Türkiye, dünyada sarsıntıların en yaygın olduğu bölgelerden biri olan Alp-Himalaya deprem kuşağı üzerinde yer almaktadır. Sarsıntı Bölgeleri Haritasına göre ülkemizin %92’sinin deprem bölgesinde olduğu ve nüfusumuzun %95’inin deprem tehdidi altında yaşadığı bilinmektedir.
Ne yazık ki bu kitap-bilgiyi 6 Şubat’ta yaşayarak öğrendik (Daha önce çok kez yaşayıp unuttuğumuzu bile bile, yine unutulacağını tahmin ederek pişmanlıkla yazıyorum). Bir eğitimci olarak yaşananlardan ve hatalardan ders almanın en kalıcı öğrenme yolu olduğuna inanarak, depremin acı veren yaralarını sarmaya çalışırken, müfredatımıza afet yönetimini diktim.
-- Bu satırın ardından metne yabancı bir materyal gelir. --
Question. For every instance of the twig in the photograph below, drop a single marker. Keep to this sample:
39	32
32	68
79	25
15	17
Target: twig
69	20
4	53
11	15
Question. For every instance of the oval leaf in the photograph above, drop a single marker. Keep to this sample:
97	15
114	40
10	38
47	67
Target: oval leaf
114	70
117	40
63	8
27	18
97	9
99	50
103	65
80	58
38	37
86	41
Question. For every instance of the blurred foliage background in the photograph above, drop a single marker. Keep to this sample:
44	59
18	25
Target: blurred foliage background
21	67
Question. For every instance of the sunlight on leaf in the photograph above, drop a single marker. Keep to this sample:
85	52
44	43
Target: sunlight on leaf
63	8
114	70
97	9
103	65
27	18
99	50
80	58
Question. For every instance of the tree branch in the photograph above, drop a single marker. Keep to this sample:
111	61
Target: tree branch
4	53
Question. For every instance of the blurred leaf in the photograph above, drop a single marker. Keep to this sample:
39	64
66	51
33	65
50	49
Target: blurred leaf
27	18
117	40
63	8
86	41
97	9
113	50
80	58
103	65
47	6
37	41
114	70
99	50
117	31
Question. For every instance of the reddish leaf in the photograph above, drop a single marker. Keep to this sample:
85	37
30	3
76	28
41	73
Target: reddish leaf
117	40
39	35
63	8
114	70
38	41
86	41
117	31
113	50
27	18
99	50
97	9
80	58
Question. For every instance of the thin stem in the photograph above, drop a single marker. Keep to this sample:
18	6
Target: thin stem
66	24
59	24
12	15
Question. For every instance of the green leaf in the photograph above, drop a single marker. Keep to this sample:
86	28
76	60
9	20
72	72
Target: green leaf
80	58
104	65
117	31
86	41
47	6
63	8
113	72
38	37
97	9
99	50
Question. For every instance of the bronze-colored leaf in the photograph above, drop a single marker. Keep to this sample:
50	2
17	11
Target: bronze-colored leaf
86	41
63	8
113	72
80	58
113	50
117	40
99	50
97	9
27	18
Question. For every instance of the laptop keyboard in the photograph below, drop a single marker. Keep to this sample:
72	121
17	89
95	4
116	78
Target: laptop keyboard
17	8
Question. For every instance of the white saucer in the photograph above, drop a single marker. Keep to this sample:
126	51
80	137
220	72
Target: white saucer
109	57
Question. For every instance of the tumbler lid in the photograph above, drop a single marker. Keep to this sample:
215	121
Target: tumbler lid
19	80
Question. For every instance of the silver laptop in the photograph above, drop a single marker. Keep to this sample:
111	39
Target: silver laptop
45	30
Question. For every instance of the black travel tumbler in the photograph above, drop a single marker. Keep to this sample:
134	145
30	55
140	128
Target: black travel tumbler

Neler yapıyoruz ya da yapmıyoruz, dünyada neler yapılıyor ve daha ne yapabiliriz sorularının olası analizleri üzerine araştırma sonuçlarımı bu yazı ile paylaşmaya karar verdim. (İyi bir örnek olarak neler yapılabileceğini de yorumlara ekleyebilir ve makalenin zenginleşmesine katkıda bulunabilirsiniz.)
Biliyoruz ki depremlerin oluşması engellenemez. Yapmamız gereken, onun yıkıcı etkisini azaltmak için çabalamaktır. Bunun için yapılması gereken önceden planlama yapmaktır. Planlama bir eğitim sürecini içerir ve ilk adım çocuklar ve okullardır. Çünkü bence okul denen yer, çocukların yaşam zevklerini besleyen, olabildiğince aktif olmalarını sağlayan, inançla içinde yer aldıkları kurumdur. Yani, diğer enstrümanların tamamlanabilmesi için önce iman etmeleri gerekir. Güvenlik konusu sadece okul güvenliğini kapsamıyor. Okul dışında başlarına gelebilecek her türlü felakete karşı bilgi ve marifet sağlamak yine bizim görevimiz. Ayrıca çocukların başarılarını aileleri ile paylaşacak olmaları da yetişkin eğitimini pekiştirmektedir.
Bir cümleyi geri sarıyorum ve iki kelimeye dikkat çekiyorum: BİLGİ ve MAHARET. İlköğretim müfredatımızı bu iki kavram için inceleyelim ve daha kolay anlaşılması için içeriğini şu şekilde tablolaştıralım:
Herkesin her beyin sarsıntısında hayranlıkla baktığı, bu felaketle nasıl başa çıktıklarını söylediği ve hayranlıkla izlediği bir ülke olan Japonya’ya bir göz atalım. Bakalım müfredatlarında nasıl ve ne kadar sallama yer almış.